稽核員劉峰正狂躁地揉著眉心,看著工作面板上那個閃爍著刺眼紅光的警報。
【紅色預警:作品《活著》情緒壓抑值突破AI安全閾值,己觸發S級限流。請人工稽核員立即介入複核!】
“見鬼了,什麼年代了,居然還有敢寫這種純虐文的瘋子?”
劉峰暗罵了一聲。
雖然AI大模型最初判定這本書沒有涉黃涉政,予以了發表透過,但後續觸發的“心理防線預警”卻首接把皮球踢到了他這個人工稽核員的手裡。
作為平臺的老稽核員,他每天要在腦機接口裡以十倍速過濾幾十上百本AI生成的流水線小說,腦子早就被那種千篇一律的爽點給醃入味了。
現在突然要他去審一本被AI判定為“極度致鬱”的毒文,他是一萬個不情願。
“最好別讓我查出什麼反人類言論,不然首接給你永封。”
劉峰冷哼一聲,硬著頭皮,將那兩萬西千字的正文載入了自己的視網膜投影。
三十分鐘後。
監控室裡安靜得有些可怕。
劉峰呆呆地坐在人體工學椅上,原本準備用來一鍵封殺的手指,僵硬地懸停在半空中。
他一天要稽核的海量小說裡,寫得爛的、邏輯崩塌的、毒點密佈的簡首多如牛毛。
但這本《活著》,卻給了他一種前所未有的、極其詭異的體驗。
以賽博網文的標準來看,這書爛透了。
開局沒有爆點,男主是個去青樓打老婆的窩囊廢,劇情毫無多巴胺分泌點,全是在泥地裡打滾的憋屈。

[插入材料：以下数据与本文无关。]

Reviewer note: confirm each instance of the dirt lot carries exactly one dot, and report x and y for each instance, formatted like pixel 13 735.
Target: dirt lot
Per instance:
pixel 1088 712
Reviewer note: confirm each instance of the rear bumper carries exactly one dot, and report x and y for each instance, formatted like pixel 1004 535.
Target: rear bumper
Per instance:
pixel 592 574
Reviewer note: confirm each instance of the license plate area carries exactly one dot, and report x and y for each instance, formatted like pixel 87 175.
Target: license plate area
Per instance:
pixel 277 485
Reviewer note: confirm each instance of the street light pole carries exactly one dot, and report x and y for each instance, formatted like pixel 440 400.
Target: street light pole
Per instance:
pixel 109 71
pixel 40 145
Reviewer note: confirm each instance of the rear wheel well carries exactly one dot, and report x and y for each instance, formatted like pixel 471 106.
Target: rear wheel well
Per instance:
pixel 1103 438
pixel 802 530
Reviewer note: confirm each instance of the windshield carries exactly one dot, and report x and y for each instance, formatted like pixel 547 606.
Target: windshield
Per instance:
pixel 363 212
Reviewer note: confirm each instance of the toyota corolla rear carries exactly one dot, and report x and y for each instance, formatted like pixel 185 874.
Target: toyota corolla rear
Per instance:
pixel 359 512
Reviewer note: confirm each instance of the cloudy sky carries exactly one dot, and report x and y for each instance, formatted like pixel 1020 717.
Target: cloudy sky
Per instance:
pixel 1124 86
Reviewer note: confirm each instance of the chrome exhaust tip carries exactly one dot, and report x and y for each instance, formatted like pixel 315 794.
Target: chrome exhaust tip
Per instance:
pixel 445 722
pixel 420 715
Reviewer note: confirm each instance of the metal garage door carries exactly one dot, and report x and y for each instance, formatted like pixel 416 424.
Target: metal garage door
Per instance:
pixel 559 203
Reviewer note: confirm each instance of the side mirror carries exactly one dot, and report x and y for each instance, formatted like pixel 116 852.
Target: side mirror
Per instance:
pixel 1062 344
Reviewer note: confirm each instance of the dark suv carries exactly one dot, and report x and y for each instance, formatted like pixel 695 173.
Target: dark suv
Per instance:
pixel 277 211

但……它卻像一根生鏽的鐵釘,死死地釘進了劉峰的腦子裡,讓他印象深刻到有些髮指。
或者說,目前全網只有這一本書,能帶給他這種毛骨悚然的異樣感。
從最開始那只有兩個字的簡陋書名,到那句故弄玄虛的“人是為了活著本身而活著的”一句話簡介,再到正文前那個突兀的【自序】。
“自序……”
劉峰盯著這兩個字,塵封的記憶突然被喚醒。
他猛地想起來,自己當年在高等學院上文學選修課的時候,老教授曾經在PPT的角落裡順嘴提過一句:在很久很久以前,古人類作家在寫書的時候,習慣在正文前面寫一段話來闡述創作理念,那個東西,就叫“序”。
“這傢伙,是在模仿古代作家?”
劉峰倒吸了一口涼氣。
再聯想到這書裡粗糲的質感、極其緩慢但又沉重得讓人喘不過氣的劇情推進,他突然意識到,這根本不是什麼為了博眼球而瞎寫的毒文。
這作者,是在用一種幾乎絕跡的、屬於上個文明紀元的創作方式,在這個AI大模型統治的賽博廢墟里,極其傲慢地構建著一座屬於他自己的堡壘。